Sebanyak 156 Peristiwa Karhutla Terjadi Di Sumut Pada Semester I 2022

Sebanyak 156 Peristiwa Karhutla Terjadi Di Sumut Pada Semester I 2022
Bupati Sergai H. Darma Wijaya selaku Inspektur Upacara Apel Kesiapan Penanggulangan Karhutla di Wilayah Sergai terlihat sedang membacakan sambutan Gubernur Sumut Edy Rahmayadi, di Lapangan Polres Sergai, Sei Rampah, Jumat (12/8/2022). (Foto : Ebiet/Bisanews).

SERGAI | Bisanews.id |Apel Kesiapan Penanggulangan Kebakaran Hutan dan Lahan (Karhutla) di Wilayah Kabupaten Sergai (Serdang Bedagai) dilaksanakan di L pangan Polres Sergai, Desa Firdaus Kecamatan Sei Rampah, Jumat (12/8/2022).
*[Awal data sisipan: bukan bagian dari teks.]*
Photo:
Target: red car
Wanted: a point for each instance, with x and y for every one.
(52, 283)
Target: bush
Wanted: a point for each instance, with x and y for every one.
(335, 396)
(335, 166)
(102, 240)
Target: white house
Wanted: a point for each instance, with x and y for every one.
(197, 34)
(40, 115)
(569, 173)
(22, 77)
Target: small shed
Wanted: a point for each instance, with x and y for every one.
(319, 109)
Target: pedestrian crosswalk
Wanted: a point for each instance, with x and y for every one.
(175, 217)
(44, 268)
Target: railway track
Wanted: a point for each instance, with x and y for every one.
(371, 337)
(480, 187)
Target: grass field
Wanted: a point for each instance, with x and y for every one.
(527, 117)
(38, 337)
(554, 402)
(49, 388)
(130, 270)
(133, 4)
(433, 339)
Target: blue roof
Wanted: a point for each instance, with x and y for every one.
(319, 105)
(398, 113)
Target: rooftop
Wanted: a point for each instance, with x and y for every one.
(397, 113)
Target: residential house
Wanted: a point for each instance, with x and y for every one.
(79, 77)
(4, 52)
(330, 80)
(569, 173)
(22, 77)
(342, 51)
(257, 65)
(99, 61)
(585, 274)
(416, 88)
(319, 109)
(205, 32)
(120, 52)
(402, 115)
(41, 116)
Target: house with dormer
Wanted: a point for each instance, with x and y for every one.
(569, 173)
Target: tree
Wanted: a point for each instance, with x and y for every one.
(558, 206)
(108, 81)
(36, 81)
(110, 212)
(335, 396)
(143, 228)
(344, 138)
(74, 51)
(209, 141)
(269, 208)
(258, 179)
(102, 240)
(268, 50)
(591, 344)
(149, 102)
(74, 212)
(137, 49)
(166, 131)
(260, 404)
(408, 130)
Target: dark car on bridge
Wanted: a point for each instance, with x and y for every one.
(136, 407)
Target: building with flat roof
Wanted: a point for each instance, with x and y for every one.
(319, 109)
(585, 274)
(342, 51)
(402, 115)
Dalam kegiatan yang diikuti TNI/Polri, perwakilan ASN dari Dinas BPBD, Dinas Kesehatan, Pemadam Kebakaran, dan Satpol PP Sergai itu bertindak sebagai inspektur upacara adalah Bupati Sergai H. Darma Wijaya.

Gubernur Sumatera Utara (Gubsu) Edy Rahmayadi dalam sambutan tertulis yang dibacakan Bupati Sergai Darma Wijaya menjelaskan apel kesiapan itu dilaksanakan secara serentak di seluruh kabupaten/kota se-Provinsi Sumatera Utara.
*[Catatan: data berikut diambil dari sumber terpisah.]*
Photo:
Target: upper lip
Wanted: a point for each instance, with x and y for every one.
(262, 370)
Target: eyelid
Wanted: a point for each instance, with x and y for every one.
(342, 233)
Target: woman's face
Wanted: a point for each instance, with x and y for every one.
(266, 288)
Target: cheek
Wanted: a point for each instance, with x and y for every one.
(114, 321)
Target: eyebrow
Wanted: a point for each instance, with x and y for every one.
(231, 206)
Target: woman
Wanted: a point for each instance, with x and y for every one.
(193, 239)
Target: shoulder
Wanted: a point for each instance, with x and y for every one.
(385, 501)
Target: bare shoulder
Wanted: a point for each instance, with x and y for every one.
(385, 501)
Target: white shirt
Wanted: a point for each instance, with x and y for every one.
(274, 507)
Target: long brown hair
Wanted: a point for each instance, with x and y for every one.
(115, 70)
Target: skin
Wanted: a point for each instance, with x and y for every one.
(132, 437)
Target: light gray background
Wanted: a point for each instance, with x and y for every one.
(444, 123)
Dia menjelaskan, apel kesiapan merupakan tahapan penting untuk menindaklanjuti kelestarian hutan Indonesia sebagai salah satu negara dengan sebutan ‘Paruparu Dunia Ke-3’ setelah Brazil dan Kongo.

Menurut dia, upaya menjaga kelestarian hutan dan lahan di Indonesia merupakan bagian dari upaya menjaga kelestarian dunia.

“Apel ini menjadi trigger (pemicu) untuk memastikan kesiapsiagaan seluruh pemangku kepentingan melalui Pemda, TNI/Polri dan seluruh instansi terkait, serta organisasi pecinta lingkungan dalam rangka mencegah dan menanggulangi kebakaran hutan dan lahan di wilayah Sumut”, kata Darma.

Disebutkannya, dalam pembukaan Forum Internasional Global Platform For Disaster Risk Reduction Tahun 2022 di Bali, Presiden Jokowi memaparkan Indonesia telah berhasil menekan kebakaran lahan dari 2,6 juta hektar menjadi 350 ribu hektar pada 2021.

“Tapi kondisi ini tak sebanding dengan yang terjadi di Sumut. Pada semester I 2022 terdapat 206 hot spot dan 156 peristiwa kebakaran hutan dan lahan. Hal ini meningkat sebanyak 36 titik dibanding semester I/2021. Jumlah hot spot meningkat secara signifikan dibanding bulan sebelumnya”, paparnya.

Dikatakannya, Juni 2022 terdapat hot spot 14 titik. Juli 146 titik atau mengalami kenaikan 842 persen. Sedangkan wilayah yang terbanyak hot spot pada periode Januari – Juli 2022, yakni Tapanuli Utara (37 titik), Tapanuli Tengah (23 titik), Labuhan Batu (20 titik), Toba (18 titik), dan Tapanuli Selatan (5 titik).

Hadir dalam kegiatan itu Kapolres Sergai AKBP Dr. Ali Machfud SIK, MIK, Kasdim 024/DS Mayor Zeni  Panjaitan, Kajari Sergai diwakili Andi Hakim Lumbangaol, Wakapolres Sergai Kompol Syofyan, para Kabag, Kasat, dan Kapolsek jajaran Polres Sergai.